中間テストで赤点をとった庵子もまた明日に控える追試験を受けるために、最後のあがきを見せていた。
「吹奏楽部じゃないよ、絶対。だってうちの吹奏楽部は全国大会に進むくらい優秀なんだよ?皆、家でトレーナーとかつけてるんだよ?絶対違うって!楽器もなんか変な音色だよね、アラビア風っていうか…。」
「じゃあ、アラビア同好会とかじゃないかしら?何か楽しそうだね、先生見に行ってこようかな。」
「はぁ…。先生はのん気でいいよね。河原にでも行って練習するように言ってやってよ、先生。」
「あはは…そうね、保健室には病める子達が休んでいるものね。」
うんうんと頷く庵子は再び教科書に向かい合った。
外からはひっきり無しに笛の音が鳴り響いてくる。
おそらく保健室の上の教室辺りではないだろうか、高橋はその笛の音源を探してみることにした。
保健室を出ようとしたそのとき、勢いよく誰かとぶつかった。
相手はその反動で床にしりもちを着く。
「いった〜い!もう、何なのよ!!!」
凄い剣幕である。
「あら、ごめんなさい。あれ、あなたは確か…。」
「1-Bの大塚です。高橋先生、気をつけてくださいよ!」
この前の職員室で泣き叫んでいた生徒である。
つり上がった眉毛に傲慢な物言い、ぶつかったのだからそっちにも非はあるだろうに、何て自己中な子なんだろう。
いかにも小阪教員と意気投合しそうなタイプである。
しかし、ここは一つ大人にならねばならないところ。
「大丈夫?ごめんね、大塚さん。ところで保健室に何か用かしら?」
「…大丈夫ですけど。あっ、保健室に林茂奈香来てませんか?」
「え、林さん?来ていないけれど。」
「あいつどこにいるんだよ、マジで。さっきから聞こえるこのへったくそな笛絶対あいつだし…。」
ぶつぶつと独り言を良いながらきびすを返し立ち去ろうとする大塚を高橋は引き止めた。
「え、この下手な笛、林さんが吹いてるの?」
「ん?そうですよ、多分。あいつ、壷を禁止されたら今度は変な笛を持ってきやがったんです。また追試もなんか企んでるに違いないから取り上げないと。」
ここ、お嬢様学校だよね?と、余りの大塚の職員室でみた優等生キャラからの豹変ぶりに驚きながらも高橋は言った。

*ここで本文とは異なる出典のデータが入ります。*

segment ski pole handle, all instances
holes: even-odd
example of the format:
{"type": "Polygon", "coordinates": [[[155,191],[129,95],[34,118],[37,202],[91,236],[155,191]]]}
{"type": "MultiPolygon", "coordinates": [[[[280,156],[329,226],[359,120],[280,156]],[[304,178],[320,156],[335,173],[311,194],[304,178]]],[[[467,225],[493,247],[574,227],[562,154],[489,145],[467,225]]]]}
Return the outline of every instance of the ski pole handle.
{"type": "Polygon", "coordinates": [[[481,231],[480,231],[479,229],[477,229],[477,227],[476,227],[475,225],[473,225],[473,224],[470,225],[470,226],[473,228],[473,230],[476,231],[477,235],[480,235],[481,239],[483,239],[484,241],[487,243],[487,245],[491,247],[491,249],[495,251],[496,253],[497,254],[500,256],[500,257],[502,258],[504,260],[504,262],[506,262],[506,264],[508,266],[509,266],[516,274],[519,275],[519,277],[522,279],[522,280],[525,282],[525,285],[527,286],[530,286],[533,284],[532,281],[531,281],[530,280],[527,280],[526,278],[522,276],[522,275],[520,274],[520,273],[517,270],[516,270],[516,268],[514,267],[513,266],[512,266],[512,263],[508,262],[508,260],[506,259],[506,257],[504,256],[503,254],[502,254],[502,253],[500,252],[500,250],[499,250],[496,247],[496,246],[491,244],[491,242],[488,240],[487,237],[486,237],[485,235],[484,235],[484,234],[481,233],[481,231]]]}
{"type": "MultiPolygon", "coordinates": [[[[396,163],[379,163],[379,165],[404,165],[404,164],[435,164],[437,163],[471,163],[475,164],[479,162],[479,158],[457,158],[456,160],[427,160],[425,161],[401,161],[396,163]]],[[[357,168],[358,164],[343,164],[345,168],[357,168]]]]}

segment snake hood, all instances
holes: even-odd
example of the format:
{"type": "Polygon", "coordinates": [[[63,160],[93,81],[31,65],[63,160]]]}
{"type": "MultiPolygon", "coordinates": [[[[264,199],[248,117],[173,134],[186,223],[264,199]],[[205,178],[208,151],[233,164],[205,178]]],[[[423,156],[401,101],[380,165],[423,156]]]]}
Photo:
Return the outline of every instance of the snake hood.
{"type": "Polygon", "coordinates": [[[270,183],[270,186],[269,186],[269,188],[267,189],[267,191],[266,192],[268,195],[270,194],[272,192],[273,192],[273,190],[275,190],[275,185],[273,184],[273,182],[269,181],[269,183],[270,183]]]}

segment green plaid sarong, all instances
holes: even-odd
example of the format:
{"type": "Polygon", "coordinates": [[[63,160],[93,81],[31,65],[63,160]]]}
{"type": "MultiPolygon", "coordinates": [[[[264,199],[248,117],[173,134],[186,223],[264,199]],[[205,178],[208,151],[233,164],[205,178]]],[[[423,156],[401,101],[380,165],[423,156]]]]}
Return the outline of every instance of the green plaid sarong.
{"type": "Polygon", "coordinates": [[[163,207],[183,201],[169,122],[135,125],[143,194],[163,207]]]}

「それなら私も今からアラビ…じゃなくて笛の練習者に場所を変えて貰うように言いに行こうと思ってたの。保健室では休んでる子がいるからね。私からも明日は笛を持ってこないように注意しておくよ。」
「え…?」
高橋の言葉を聞いて、明らかに大塚の表情が変わる。
「いいですよ、高橋先生がそんな事言わなくても。小阪先生から言って貰った方が確実ですから。大体林のカンニングも見逃すような先生、私信頼してませんから。」
軽蔑したような視線を残し、大塚はすたすたとそのまま廊下を歩いていってしまった。
その背中を呆然と見送った数分後、怒りにわなわなと身体が震えてくるのを高橋は感じた。
「…なんなの…あの大塚って生徒…こうなったら、私はとことん林さんを応援するわっ!!!」
高橋に新たな闘志が生まれた。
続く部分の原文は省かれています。